Katona and a team of researchers recently found that as the number of one’s online contacts increases, the average influential power of that individual decreases. Their results challenge the approach taken by many marketers who target people with the most online connections.
In their paper, “Network Effects and Personal Influences: Diffusion of an Online Social Network,” Katona and co-authors Miklos Sarvary, a marketing professor at INSEAD in France, and Peter Pal Zubcsek, an INSEAD PhD candidate, study influence in a major social network in Europe from its debut in 2003 until 2006.
Katona and his co-researchers analyzed how many members joined the same online social network over time, looking at the first 138,964 users. The intent was to study the site before it was advertised or received much media exposure. Consequently, membership grew entirely by word-of-mouth, with members telling friends about the site.
The study defined influence by how quickly a person got someone else to sign up as a new friend.
On average, the study found that a person with more friends has less influence. Katona says although the study could not determine the intensity of communication between members, members have limited time and therefore, as the number of friends increases, one has less time for each friend.
Of course, being able to identify the “influential” customers is a marketer’s dream. Katona found that influence is driven by a “clustering” effect in online social networks. He defined a cluster as a network of friends who actually know each other as opposed to a group who may have friends in common but do not know each other. The more friends know each other, the denser the cluster.
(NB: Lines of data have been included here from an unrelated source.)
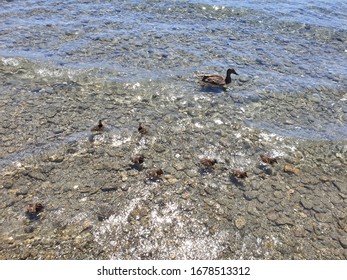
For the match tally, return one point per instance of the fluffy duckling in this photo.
(267, 159)
(99, 127)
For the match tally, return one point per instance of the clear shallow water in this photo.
(63, 66)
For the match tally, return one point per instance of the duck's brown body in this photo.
(218, 80)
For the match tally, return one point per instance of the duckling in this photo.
(143, 130)
(267, 159)
(99, 127)
(219, 80)
(154, 174)
(208, 162)
(239, 174)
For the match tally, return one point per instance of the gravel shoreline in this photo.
(98, 205)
Katona found that the strength of relationships between a member's friends – the density of that member's cluster – correlates with the influential power of that member. In other words, influence is all about the relationship among one’s friends – not just the number of friends an individual has.
“This finding is important as it shows that beyond sheer network size, strong communities are more relevant for word-of-mouth influence,” says Katona, who noted a few implications for firms. “If a firm wants to introduce a new product or service, the best way to market it is to target influential customers. These customers might influence other’s preferences and tastes, and thus, by learning about them, the firm can design a better product.”